Ja, Kommissar Escherich besaß jetzt bereits zwei Personalbeschreibungen des Kartenablegers. Es war nur zu bedauern, dass diese Beschreibungen fast in allen Punkten voneinander abwichen. Nur in einem Punkt waren sich beide Beobachterinnen einig, dass das Gesicht des Täters ganz ungewöhnlich ausgesehen habe, gar nicht wie bei anderen Menschen. Aber als Escherich dieses ungewöhnliche Gesicht näher geschildert wissen wollte, stellte sich heraus, dass die beiden Frauen entweder nicht beobachten konnten oder ihre Beobachtungen nicht in Worte zu kleiden wussten. Sie konnten beide nichts weiter sagen, als dass der Täter wie ein richtiger Verbrecher ausgesehen habe. Befragt, wie ein richtiger Verbrecher ihrer Ansicht nach aussähe, zuckten sie die Achseln und meinten, das müssten doch die Herren am besten wissen.

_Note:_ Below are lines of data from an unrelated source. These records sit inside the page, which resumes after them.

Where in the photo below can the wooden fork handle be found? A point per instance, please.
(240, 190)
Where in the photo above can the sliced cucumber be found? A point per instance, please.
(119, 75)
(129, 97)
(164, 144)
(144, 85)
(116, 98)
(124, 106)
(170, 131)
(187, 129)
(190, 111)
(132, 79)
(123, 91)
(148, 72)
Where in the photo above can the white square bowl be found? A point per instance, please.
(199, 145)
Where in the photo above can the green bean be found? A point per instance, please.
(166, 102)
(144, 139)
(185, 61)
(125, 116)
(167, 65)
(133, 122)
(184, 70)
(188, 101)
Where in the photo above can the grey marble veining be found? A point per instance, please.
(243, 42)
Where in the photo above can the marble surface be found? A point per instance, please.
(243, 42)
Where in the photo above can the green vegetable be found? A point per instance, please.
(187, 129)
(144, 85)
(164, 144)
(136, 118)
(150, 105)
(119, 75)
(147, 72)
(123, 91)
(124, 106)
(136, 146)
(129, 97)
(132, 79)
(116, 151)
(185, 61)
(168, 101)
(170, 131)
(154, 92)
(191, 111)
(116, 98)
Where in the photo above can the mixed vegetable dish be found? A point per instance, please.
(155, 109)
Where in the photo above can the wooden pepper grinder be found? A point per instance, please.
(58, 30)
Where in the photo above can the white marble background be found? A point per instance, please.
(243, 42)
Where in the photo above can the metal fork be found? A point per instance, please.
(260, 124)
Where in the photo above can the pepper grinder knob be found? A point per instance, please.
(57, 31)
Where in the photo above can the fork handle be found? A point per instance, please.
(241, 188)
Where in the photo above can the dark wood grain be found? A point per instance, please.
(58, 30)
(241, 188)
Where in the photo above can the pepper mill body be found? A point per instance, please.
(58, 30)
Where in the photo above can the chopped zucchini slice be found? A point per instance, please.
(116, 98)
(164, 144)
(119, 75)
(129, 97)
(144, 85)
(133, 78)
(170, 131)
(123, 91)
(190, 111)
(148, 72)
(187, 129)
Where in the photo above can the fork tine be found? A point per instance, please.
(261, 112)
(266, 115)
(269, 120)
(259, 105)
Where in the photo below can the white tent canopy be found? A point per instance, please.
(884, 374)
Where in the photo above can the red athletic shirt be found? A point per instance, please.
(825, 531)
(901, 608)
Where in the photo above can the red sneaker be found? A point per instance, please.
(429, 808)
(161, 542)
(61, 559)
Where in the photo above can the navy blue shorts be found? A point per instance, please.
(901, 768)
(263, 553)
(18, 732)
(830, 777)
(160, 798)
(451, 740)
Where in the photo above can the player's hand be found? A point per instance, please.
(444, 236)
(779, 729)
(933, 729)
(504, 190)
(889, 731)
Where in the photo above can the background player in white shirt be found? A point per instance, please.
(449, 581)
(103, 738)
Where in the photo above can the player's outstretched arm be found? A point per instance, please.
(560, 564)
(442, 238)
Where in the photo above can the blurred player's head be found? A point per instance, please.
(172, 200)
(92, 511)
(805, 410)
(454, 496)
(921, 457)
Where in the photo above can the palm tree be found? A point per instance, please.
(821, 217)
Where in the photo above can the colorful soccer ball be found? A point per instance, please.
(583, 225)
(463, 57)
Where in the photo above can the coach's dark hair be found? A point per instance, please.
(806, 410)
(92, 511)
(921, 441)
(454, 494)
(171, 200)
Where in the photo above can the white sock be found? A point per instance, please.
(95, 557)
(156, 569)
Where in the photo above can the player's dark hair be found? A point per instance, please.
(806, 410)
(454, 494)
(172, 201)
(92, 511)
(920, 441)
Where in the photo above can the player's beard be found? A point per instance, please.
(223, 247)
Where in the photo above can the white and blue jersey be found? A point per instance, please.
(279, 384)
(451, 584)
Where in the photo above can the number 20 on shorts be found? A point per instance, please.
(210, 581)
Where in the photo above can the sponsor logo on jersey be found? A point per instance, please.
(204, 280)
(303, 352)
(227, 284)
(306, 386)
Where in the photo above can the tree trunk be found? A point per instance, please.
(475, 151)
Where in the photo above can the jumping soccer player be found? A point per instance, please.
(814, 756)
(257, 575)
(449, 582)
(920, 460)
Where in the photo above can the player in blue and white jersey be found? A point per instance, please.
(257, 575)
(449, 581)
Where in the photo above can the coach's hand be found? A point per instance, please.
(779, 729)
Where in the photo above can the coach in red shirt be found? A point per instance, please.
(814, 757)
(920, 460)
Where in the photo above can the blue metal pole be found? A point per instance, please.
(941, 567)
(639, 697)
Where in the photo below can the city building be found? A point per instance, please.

Quangel hatte lange geschwankt, ob er diese Begegnung mit Trudel der Anna erzählen sollte oder nicht. Aber er entschloss sich dann doch dazu: er wollte nicht das kleinste Geheimnis vor ihr haben.
Und sie hatte auch ein Recht darauf, die Wahrheit zu erfahren, wenn auch die Gefahr, dass durch Trudel etwas verraten wurde, ganz gering war, auch von einer ganz geringen Gefahr musste Anna wissen. Er erzählte es ihr also, genau wie es geschehen war, ohne seinen Leichtsinn zu beschönigen.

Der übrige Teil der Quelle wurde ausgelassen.